Training benefits contractors by making them more comfortable with products, which, in turn, benefits the distributor when they turn around and purchase the product.
Training does pay dividends, according to Gerry Wagner, director of HVAC technical training, Watsco Inc., who has tracked the sales of a particular product for the 90 days following a class or seminar at a specific location.
“The numbers are always mind-blowing — it’s double-digit sales increases, every time,” Wagner said. “From a basic sales standpoint, guys are going to purchase a product they’re comfortable with. So training starts at that basic level. You want your customer, the end user, designer, and installer, to be comfortable with the product so that is the product they choose to use. That’s the basis of where training starts, then it goes on from there. And it has a huge positive effect on warranty claims. You see warranty claims go down after training is held in a particular market.”

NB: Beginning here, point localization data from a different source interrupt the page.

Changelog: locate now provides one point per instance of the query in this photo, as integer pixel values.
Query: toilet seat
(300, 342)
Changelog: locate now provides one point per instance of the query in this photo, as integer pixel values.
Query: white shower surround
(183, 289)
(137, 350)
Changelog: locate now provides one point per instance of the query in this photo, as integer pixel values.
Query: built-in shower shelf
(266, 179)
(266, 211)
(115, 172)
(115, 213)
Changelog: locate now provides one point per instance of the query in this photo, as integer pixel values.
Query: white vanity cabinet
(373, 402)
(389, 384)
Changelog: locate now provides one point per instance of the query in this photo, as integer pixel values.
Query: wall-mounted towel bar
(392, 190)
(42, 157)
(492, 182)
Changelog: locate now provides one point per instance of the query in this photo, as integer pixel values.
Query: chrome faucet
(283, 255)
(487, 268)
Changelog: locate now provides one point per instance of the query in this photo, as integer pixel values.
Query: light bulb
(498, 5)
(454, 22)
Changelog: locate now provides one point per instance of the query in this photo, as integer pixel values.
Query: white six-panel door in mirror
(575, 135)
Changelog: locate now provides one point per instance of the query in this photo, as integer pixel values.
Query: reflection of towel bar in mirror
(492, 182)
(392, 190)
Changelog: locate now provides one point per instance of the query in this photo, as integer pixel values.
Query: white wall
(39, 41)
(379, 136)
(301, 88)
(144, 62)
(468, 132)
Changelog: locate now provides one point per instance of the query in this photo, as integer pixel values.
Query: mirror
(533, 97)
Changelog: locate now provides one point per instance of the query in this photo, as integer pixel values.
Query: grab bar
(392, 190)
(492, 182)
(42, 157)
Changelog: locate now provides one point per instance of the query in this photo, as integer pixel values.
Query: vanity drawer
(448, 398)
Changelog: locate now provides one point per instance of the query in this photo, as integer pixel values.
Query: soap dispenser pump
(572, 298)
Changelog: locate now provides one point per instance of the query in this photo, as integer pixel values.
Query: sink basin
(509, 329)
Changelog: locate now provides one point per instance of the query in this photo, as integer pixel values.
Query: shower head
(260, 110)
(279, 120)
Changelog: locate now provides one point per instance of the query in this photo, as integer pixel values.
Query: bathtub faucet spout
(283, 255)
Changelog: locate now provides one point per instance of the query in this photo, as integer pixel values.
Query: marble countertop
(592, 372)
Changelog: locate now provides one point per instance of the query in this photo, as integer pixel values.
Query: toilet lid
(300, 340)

Wagner said he tries to put himself in the audience’s shoes when conducting any kind of training. “I’m not a guy who learned this out of a book; I’m a guy who learned in the field, living in the truck and doing service work and installs. I feel kindred with my audience. I know what they need to know, and, frankly, what they don’t need to know. Training cannot be me standing in front of 100 guys spewing information for four hours. That’s not fun for me, and it’s certainly not fun for them. It has to be give and take. It has to be information going in two directions. I learn as much from my audience as they learn from me. It’s an exchange of ideas. That’s what makes our classes very unique — they’re interactive. We can adjust the classes to our audience — a room full of engineers, designers, service techs, installers, or a mix of all the above. We cater to the needs of our specific audience.”
Young Supply Co. has been in discussion with some Michigan community colleges to partner in training programs, according to Tarantine.
“They’re looking at utilizing some of our resources at the wholesaler level,” he explained. “In addition, then maybe we can hold a class there. We recently held one at Mott College for combustion analysis because they had working systems. We needed working systems to train contractors on a program we have going. So, we partnered with Mott and brought everybody up to the school so they could have working furnaces to test on. The school’s students got to attend, as well, so it benefits their HVAC program.
“We’re going to see more of this type of thing going forward. We do some things better than the schools, and the schools often have resources that are unavailable to us. So, we’re going to see more partnerships between certain wholesalers and schools. It’s part of an effort to get more people in the trades. If we can get ourselves involved at the student level, get more students involved in the program, and get more students to finish the program, it’s a benefit for everybody in the industry.”